As his family begrudgingly makes their move to the States, not only did they find they were some of the only Italians in Albany, New York, but they also discovered that there were no substitutes for the culture they had left behind. America seemed cold and austere, compared to their former existence. Over time, Sergio and his family adapt as much with the help of their aunt and uncle, Zia Rosetta and Zio Aldo. As Sergio’s father was forced to work two jobs to make ends meet, Zio Aldo became Sergio’s most prominent influence. He remembers enjoying wine with his uncle, and those cherished memories in time become the source of all his endeavors.
As Sergio gets older, after spending various summers venturing through Italy as a teenager and visiting many wineries, he decides to open a wine store with his father and brother Sal. They find it’s extremely difficult to stock the store with quality products, since Americans wouldn’t purchase wines over $3.99 or try a label they didn’t recognize. Sergio saves up to move to New York City, where all things seem possible. He began working as a salesman for a company that sells Burgundian wine because French wines were the wines with status in those days. Italian wines were considered wild, second rate or even downright disreputable. In New York, Sergio begins working as a Captain and Sommelier for San Domenico’s, a famous traditional Italian restaurant. He learns about maintaining tradition and how much precision and care it takes to do so.
He gains confidence and becomes an innovator, working for himself on the side, organizing clients’ cellars for a reduced price, which provides him access to tasting some of the best wines his clients owned. Here and there he would sneak in an exquisite Italian wine into their collection, and he slowly but surely transformed his clients’ minds about the value and the beauty of Italian wine. Sergio was determined to change the American mentality of puritanical restraint and food for nourishment only, and he was eager to show the world the emotional and philosophical ways in which the Italians view food and wine as an integral part of life, a way to enhance relationships, and energize the soul.
I too remember growing up in an Italian household, though mine didn’t have as many family members, and we too had a routine of extensive and enjoyable family dinners.
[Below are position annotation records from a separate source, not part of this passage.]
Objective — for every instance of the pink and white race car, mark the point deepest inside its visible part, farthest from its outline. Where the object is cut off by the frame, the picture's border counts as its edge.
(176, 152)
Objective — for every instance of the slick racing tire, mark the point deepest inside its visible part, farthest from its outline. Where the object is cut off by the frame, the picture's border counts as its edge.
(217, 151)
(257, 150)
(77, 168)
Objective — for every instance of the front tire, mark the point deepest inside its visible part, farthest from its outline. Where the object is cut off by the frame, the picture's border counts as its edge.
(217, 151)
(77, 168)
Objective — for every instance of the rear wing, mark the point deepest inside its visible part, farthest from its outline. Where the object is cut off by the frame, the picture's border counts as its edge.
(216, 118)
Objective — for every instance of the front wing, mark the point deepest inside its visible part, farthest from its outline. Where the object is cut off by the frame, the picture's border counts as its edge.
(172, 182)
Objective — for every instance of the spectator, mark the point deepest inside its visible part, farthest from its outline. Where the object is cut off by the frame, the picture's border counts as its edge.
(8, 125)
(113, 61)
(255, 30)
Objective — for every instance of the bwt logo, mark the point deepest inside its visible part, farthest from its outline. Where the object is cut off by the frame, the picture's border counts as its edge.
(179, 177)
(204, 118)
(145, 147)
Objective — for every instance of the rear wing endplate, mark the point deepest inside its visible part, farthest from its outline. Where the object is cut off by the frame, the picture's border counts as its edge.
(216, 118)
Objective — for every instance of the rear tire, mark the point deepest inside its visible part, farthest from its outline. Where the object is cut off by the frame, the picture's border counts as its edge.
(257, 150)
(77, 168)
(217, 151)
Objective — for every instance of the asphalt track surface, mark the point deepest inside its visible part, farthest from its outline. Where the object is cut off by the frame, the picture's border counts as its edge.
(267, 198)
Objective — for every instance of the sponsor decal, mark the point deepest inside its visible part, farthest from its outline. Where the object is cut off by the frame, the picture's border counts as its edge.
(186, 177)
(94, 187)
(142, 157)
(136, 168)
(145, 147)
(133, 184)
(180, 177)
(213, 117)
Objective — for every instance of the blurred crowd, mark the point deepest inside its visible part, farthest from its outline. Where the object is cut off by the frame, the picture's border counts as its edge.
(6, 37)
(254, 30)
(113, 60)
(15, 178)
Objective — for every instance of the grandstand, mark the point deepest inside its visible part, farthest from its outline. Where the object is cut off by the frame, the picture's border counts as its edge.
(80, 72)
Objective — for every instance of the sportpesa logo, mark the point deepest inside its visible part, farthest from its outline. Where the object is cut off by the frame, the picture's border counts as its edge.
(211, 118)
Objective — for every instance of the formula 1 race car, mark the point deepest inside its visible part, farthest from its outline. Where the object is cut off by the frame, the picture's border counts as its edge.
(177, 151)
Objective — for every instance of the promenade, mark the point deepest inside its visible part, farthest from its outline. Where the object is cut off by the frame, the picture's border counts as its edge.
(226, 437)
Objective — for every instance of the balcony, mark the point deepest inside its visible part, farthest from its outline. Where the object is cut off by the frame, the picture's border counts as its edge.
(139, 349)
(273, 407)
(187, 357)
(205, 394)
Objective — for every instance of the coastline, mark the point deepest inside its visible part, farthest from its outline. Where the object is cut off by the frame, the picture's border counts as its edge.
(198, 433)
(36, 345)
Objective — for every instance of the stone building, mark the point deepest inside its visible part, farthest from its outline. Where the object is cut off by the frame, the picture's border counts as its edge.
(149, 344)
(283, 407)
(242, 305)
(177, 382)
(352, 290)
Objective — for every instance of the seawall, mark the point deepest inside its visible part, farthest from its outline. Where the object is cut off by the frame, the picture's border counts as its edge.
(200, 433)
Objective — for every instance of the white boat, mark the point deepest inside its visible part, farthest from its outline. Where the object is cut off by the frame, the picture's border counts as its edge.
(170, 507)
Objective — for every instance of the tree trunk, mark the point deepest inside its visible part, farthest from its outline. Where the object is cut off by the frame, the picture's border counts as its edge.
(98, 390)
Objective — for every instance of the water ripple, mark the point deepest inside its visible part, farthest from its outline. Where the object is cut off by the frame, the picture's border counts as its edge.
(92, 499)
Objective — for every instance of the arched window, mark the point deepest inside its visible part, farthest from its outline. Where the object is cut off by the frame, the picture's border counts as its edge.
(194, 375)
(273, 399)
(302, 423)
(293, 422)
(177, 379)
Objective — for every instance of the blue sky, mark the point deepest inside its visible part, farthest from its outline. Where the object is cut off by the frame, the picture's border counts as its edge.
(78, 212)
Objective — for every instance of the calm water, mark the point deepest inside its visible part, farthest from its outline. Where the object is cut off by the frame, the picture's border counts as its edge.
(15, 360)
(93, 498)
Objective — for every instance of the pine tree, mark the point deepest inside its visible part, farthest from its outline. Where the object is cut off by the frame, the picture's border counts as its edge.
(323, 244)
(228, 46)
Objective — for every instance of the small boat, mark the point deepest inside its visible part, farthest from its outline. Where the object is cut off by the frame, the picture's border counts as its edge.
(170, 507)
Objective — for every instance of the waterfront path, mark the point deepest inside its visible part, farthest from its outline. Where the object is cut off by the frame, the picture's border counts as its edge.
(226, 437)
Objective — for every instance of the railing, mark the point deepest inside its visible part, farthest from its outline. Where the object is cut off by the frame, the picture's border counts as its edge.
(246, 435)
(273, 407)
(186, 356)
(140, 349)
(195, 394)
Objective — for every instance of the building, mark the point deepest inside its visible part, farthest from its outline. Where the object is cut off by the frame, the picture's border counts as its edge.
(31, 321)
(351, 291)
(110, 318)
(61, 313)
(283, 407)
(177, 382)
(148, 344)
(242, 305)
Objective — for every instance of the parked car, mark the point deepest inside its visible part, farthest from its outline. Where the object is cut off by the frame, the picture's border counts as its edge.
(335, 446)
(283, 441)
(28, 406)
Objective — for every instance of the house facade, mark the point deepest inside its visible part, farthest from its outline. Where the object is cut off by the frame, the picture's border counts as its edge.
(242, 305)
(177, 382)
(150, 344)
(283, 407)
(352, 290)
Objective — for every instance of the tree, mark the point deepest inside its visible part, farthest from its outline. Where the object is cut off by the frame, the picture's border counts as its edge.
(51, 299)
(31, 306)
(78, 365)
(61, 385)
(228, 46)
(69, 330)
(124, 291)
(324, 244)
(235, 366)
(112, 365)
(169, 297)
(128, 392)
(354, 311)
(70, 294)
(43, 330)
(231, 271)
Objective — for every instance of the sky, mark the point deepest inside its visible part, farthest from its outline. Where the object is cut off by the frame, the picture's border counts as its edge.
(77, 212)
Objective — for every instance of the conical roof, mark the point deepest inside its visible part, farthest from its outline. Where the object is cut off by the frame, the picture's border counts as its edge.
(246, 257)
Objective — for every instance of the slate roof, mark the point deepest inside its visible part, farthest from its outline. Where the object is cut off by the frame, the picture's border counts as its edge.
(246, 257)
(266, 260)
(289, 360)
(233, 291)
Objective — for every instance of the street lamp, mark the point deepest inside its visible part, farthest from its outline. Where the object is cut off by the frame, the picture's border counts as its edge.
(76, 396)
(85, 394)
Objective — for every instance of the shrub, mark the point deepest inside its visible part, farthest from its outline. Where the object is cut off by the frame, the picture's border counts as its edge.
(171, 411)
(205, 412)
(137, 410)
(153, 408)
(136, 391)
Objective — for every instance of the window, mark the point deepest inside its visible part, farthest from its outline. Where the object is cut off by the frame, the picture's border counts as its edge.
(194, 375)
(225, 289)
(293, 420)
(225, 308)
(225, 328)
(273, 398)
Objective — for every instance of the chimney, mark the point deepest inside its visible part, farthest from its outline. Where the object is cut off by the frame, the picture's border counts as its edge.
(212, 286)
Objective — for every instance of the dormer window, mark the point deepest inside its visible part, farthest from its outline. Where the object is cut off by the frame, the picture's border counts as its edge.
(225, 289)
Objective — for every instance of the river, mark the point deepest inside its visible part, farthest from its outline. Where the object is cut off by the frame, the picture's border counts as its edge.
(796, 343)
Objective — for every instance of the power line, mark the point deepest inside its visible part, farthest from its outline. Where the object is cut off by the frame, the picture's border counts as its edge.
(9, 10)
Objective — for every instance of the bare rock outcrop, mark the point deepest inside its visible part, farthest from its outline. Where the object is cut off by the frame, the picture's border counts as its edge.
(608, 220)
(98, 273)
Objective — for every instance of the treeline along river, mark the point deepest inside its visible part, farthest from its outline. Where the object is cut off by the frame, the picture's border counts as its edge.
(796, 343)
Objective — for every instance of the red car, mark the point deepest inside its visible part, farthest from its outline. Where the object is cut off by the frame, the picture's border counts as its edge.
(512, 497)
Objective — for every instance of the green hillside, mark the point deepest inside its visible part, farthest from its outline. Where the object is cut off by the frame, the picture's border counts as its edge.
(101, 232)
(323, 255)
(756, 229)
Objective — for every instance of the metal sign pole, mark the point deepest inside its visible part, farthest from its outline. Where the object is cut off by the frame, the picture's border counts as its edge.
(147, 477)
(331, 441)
The connection of food and family is an important one; I think it’s more important than our society cares to acknowledge. My family—like Sergio’s—made food and wine transcend their status as food and beverage and become something that neither science nor logic can express. I appreciate reading a book that mirrors the feeling, though not the exact experience, of my upbringing.
Moving forward in the book, we’ll see the growth of Sergio’s business ventures and encounter some very interesting wine characters. Their enthusiasm and artistry can potentially change our ideas of wine and life as we know it. I am excited to continue reviewing the book and sharing my experience as I read along with all of you!